The shooting broke out at 9:30 this morning in a school in Winnenden, a small town north of Stuttgart. The incident reached newsrooms at 10.30 am. Just under an hour later, a resident from the town was giving her account live on FRANCE 24. So how did we find her? Thanks to Twitter.
An amazing example of what Twitter has to offer breaking news journalism. Here's what happened:
9:30 am - shooting breaks out.
10:38 am - the first newswire hits newsrooms. A 25-year-old man is said to have fled after killing at least ten people in a school. FRANCE 24 journalists log on to Twitter Search to look for residents in the town.
11:00 am - we find Zellmi, a German Twitter-user who says his girlfriend lives in Winnenden and that she doesn't dare leave her office. Email or phone number not mentioned.
11:08 am - we find Zellmi's name (Matthias Zellmer) on Skype. He answers us immediately and gives us his girlfriend's name (Natali Haug) and phone number. We call her, she's at work in Winnenden, a town of around 30,000 people, 20km north of Stuttgart. She tells us that helicopters are flying overhead and that she's too scared of crossing paths with the killer to leave her office. We can hear the ambulance sirens in the background. Reluctant at first, she finally agrees to appear on the channel.
11:30 am - special broadcast on FRANCE 24. Natali is interviewed by our presenter on our English channel.

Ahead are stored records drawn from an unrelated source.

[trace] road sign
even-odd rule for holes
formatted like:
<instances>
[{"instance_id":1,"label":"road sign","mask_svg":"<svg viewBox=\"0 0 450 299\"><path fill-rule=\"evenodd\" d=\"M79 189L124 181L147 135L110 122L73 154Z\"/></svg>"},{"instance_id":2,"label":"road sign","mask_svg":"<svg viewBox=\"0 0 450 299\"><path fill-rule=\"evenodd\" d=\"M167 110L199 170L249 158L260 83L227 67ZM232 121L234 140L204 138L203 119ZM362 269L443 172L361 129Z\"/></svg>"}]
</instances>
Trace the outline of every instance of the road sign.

It's not the first time that Twitter's helped with breaking news (other examples include the Amsterdam plane crash, and the cricket terrorist attack in Pakistan). In the case of this shooting, using the website made the process faster than ever. Just fifty-two minutes between the incident being reported and an account live on the channel. The future of participative journalism looks bright!